For the study, publishing April 6 in the journal Cell Reports, the research team collected dopamine neurons from dozens of mice. They injected some of the brain cells with Botox, a toxin that blocks nerve cells from sending chemical messages to neurons and other cells. The chemical's nerve-blocking action accounts for its ability to relax muscles in migraine and wrinkle treatments.
By injecting Botox into single neurons, says Hikima, the researchers hoped to show whether any signal to continue or stop dopamine release could only come from outside the "paralyzed" cell. If the neurons were in fact controlled by neighboring dopamine cells, then dopamine release would remain unaffected because the treated cells would still receive dopamine signals from the untreated cells nearby.
Instead, the findings revealed a 75 percent drop in dopamine outflow, suggesting that dopamine neurons largely rely on their own discharge to determine release rate of the hormone, according to the investigators.

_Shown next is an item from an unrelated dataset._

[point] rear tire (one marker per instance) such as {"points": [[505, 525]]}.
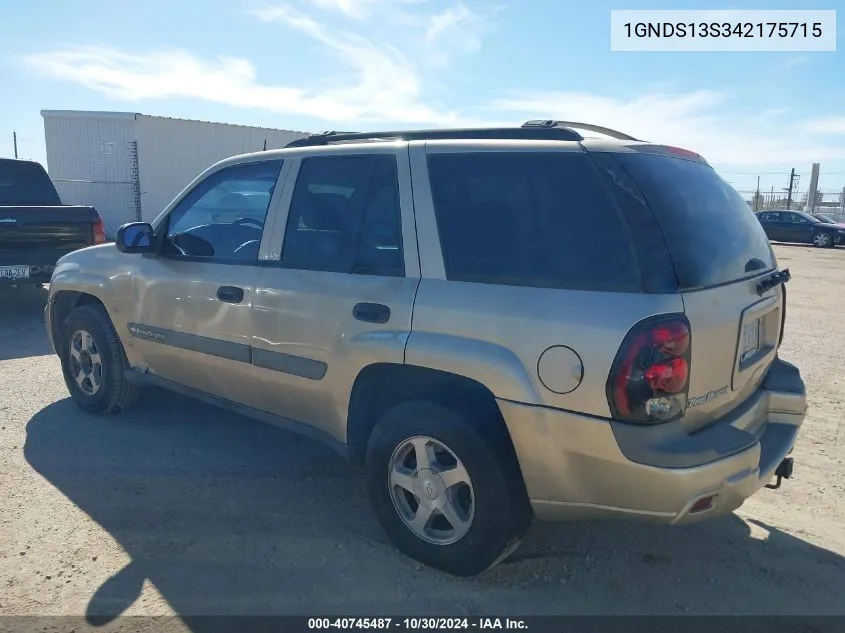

"Since our Botox technique helped us solve the problem of how dopamine neurons regulate their communication, it should also enable us to uncover how other nerve cells interact with each other in the mammalian brain," says study senior author Margaret Rice, Ph.D.
The research team next plans to explore other areas of dopamine neuron activity that remain poorly understood, such as the dependence of dopamine release on calcium from outside the brain cells, says Rice, a professor in the Departments of Neurosurgery and Neuroscience and Physiology at NYU Langone. The investigators also intend to examine how self-regulation of dopamine might contribute to cell death in Parkinson's disease.